# Interesting hisser color morphs



## RoachGirlRen (Nov 25, 2007)

I went to the NY/Metro Reptile Expo today and as usual bothered a poor roach vendor by picking out specific roaches from a tank of many. I've always been fascinated by color morphs in hissers, and found some real gems in this guy's tank. I have a variety of black morphs, and last show, I got a nice looking female with very little black:





I tried to breed her unsucessfully; the male I had her in relentlessly bullied her and denied her food. She's fattened back up so I'll be trying again with a different male.
At any rate, today among some black and stripey looking morphs, I picked up these two. But... I almost question the hisser status of one. Tell me what you think (no flash).

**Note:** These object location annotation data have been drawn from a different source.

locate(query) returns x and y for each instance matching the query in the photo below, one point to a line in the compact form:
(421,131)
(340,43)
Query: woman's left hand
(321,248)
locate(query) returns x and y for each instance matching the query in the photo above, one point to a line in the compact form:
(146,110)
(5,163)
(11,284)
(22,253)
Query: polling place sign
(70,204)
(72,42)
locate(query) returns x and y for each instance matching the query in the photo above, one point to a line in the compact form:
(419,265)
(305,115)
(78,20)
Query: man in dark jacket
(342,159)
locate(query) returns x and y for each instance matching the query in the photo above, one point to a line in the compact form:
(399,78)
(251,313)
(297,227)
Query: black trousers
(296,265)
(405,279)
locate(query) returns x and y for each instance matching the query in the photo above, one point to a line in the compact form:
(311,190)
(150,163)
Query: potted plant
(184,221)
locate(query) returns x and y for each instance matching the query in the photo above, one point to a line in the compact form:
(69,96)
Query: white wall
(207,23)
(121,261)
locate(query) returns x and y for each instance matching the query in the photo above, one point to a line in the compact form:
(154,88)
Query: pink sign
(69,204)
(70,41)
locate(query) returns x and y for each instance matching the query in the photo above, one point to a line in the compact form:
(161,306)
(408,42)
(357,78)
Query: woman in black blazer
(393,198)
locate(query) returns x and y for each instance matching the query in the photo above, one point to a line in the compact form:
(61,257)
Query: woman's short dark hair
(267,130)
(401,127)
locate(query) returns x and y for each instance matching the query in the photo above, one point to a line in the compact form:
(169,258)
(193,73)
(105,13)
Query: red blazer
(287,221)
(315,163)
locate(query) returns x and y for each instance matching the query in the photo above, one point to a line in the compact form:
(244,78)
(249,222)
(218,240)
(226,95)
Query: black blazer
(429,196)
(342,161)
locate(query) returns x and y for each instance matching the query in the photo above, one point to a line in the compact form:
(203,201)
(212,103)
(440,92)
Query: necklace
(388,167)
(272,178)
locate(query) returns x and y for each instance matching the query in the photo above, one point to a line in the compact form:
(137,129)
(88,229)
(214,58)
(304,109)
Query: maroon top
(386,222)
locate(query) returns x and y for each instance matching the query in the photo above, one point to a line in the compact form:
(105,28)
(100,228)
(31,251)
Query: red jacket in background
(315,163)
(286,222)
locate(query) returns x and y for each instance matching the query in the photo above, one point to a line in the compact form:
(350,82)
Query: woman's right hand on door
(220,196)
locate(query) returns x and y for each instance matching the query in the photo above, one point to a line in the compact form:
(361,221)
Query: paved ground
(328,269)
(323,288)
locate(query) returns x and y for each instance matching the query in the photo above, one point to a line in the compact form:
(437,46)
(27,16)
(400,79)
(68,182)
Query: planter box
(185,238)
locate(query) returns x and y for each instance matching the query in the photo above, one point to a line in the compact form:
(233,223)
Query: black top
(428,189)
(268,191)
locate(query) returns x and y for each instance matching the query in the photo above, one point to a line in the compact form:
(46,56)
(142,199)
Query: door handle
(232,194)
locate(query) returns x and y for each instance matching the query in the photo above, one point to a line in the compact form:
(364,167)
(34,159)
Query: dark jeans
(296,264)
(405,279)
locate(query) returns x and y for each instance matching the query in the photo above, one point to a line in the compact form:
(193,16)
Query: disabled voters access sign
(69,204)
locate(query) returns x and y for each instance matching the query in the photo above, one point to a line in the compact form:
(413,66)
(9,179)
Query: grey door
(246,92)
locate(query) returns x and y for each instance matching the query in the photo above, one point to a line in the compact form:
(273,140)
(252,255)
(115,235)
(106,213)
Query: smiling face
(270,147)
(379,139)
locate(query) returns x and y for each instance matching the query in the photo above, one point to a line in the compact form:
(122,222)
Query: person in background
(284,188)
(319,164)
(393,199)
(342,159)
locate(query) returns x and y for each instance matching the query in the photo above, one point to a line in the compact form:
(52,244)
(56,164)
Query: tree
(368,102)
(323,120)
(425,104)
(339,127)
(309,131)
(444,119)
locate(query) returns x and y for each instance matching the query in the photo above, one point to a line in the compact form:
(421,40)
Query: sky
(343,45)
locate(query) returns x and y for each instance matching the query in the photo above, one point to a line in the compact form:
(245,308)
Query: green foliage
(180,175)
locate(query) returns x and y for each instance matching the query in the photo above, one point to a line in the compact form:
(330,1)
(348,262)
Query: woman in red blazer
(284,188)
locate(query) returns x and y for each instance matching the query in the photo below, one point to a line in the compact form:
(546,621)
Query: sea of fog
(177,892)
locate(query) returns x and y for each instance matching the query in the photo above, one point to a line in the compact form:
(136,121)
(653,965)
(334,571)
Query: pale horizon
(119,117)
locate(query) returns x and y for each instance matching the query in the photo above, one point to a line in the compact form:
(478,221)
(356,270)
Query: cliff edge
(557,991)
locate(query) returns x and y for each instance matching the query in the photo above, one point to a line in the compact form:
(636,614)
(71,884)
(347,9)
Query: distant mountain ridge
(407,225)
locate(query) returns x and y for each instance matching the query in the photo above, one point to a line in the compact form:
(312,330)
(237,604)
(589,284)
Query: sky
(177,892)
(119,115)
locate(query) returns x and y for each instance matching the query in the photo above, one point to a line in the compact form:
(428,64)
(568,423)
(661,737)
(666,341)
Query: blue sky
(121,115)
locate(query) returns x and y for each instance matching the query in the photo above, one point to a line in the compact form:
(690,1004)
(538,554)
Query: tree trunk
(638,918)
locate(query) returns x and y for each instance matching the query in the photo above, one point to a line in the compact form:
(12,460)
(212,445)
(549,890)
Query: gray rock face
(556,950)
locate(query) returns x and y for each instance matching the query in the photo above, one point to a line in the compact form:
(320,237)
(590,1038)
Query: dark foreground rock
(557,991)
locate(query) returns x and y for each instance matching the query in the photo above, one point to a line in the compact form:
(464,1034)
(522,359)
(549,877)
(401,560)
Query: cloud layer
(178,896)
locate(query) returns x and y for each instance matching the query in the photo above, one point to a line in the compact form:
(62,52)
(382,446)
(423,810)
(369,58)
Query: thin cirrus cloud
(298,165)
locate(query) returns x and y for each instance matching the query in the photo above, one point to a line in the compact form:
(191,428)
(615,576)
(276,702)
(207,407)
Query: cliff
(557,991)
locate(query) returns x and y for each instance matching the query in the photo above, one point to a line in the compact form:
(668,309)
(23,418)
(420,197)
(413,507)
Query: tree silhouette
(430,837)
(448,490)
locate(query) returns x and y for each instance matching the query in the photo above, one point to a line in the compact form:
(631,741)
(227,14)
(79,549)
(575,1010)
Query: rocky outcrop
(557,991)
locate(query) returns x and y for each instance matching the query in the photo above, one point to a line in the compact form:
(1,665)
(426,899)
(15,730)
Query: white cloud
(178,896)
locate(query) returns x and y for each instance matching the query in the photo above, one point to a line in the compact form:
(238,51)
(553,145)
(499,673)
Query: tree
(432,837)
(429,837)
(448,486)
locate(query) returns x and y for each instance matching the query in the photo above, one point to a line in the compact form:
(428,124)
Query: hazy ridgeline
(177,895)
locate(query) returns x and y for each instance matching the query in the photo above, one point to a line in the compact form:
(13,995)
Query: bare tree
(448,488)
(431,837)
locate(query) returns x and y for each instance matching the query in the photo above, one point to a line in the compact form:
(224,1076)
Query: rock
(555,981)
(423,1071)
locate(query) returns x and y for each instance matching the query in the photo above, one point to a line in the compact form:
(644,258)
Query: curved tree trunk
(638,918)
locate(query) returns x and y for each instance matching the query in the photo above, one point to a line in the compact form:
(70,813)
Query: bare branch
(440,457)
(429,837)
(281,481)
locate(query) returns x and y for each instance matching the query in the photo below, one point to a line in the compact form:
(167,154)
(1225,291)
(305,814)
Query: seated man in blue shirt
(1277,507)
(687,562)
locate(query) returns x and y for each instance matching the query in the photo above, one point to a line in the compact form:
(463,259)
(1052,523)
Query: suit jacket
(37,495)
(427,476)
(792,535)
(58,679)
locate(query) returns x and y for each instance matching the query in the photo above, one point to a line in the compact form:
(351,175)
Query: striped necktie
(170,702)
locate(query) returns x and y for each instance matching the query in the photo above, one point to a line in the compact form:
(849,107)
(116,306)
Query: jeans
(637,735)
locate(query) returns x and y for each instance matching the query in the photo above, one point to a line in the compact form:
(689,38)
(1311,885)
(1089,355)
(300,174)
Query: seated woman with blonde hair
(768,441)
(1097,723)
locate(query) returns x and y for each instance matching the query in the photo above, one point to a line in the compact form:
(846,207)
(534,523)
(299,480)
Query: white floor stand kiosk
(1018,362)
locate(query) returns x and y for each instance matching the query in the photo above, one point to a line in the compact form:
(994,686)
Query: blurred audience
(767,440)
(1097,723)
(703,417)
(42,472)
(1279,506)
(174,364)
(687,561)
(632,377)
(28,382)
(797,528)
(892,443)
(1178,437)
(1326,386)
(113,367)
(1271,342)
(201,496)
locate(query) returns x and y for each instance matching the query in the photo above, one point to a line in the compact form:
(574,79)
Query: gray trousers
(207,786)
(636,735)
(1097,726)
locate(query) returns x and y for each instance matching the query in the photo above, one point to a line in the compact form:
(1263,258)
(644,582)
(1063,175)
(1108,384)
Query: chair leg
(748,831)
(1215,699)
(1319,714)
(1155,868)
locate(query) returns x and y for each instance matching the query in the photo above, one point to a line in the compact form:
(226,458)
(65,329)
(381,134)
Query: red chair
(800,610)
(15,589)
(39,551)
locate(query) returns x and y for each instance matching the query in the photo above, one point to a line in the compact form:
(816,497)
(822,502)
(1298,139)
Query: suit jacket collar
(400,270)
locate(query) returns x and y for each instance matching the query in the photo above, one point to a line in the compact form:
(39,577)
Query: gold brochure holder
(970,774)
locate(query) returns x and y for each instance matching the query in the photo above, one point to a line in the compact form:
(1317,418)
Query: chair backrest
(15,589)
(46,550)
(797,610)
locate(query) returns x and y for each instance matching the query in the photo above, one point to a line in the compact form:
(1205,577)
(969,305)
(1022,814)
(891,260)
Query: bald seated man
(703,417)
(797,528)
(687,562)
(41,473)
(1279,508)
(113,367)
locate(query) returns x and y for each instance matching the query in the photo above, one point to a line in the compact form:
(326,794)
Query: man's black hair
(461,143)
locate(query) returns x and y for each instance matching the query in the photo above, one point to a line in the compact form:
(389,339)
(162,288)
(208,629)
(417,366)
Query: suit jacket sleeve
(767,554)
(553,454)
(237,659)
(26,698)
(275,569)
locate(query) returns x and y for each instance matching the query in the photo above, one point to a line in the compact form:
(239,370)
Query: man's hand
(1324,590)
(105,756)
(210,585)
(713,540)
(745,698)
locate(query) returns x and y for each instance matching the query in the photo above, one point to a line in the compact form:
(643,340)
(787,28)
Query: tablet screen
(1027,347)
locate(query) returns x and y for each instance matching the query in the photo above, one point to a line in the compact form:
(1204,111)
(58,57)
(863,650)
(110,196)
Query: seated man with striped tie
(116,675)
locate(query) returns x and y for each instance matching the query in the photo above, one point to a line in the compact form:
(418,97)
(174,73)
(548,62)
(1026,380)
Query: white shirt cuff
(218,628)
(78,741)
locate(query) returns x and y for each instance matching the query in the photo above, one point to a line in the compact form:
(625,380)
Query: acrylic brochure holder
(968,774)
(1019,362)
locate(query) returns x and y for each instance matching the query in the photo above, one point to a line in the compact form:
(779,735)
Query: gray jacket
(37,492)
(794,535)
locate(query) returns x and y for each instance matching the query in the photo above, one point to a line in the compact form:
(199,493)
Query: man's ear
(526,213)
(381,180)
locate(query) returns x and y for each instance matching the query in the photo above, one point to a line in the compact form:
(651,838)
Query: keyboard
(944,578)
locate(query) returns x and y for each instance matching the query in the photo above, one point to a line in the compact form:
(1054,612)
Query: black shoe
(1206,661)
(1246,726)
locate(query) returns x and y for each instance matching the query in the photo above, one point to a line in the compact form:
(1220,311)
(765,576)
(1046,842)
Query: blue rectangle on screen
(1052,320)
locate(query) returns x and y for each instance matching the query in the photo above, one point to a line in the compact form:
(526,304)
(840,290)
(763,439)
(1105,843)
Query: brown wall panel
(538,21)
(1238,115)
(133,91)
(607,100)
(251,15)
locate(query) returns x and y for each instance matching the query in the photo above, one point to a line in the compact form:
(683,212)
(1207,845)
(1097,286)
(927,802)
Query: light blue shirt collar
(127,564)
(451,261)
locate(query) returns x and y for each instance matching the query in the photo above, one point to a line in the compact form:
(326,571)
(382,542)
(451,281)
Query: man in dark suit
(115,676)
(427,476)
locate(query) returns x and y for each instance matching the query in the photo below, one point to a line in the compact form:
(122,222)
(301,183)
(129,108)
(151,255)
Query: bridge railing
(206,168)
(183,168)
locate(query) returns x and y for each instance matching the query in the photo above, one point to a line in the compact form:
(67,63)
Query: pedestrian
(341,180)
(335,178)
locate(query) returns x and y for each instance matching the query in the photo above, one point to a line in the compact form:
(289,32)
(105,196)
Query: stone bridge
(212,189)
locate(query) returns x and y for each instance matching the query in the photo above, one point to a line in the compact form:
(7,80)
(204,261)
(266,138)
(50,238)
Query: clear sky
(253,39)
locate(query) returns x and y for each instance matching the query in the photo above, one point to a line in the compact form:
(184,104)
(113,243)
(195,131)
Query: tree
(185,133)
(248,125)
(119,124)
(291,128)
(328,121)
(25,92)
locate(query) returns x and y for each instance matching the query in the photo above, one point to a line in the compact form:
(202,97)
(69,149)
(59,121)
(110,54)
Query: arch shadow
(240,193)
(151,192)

An interesting "chocolate" color. It's not just pre-molt. It actually molted around noon today, and it's now hardened still that color. No black, even on the legs or eyes, just an odd olivey-brown. This thing is insanely spunky, very skittish and noisy. It is still young but I'd say it's going to be a male. 





This is the one I'm wondering about. It's still young, but looks like a hisser. It hisses like a hisser. But it has light legs and a light underbelly, and the body is brown and cream. I looked up various hisser species and while the back's color is somewhat reminiscent of tiger hissers, they all had black legs and underbellies. Is this just an interesting color morph, or the wrong species all together?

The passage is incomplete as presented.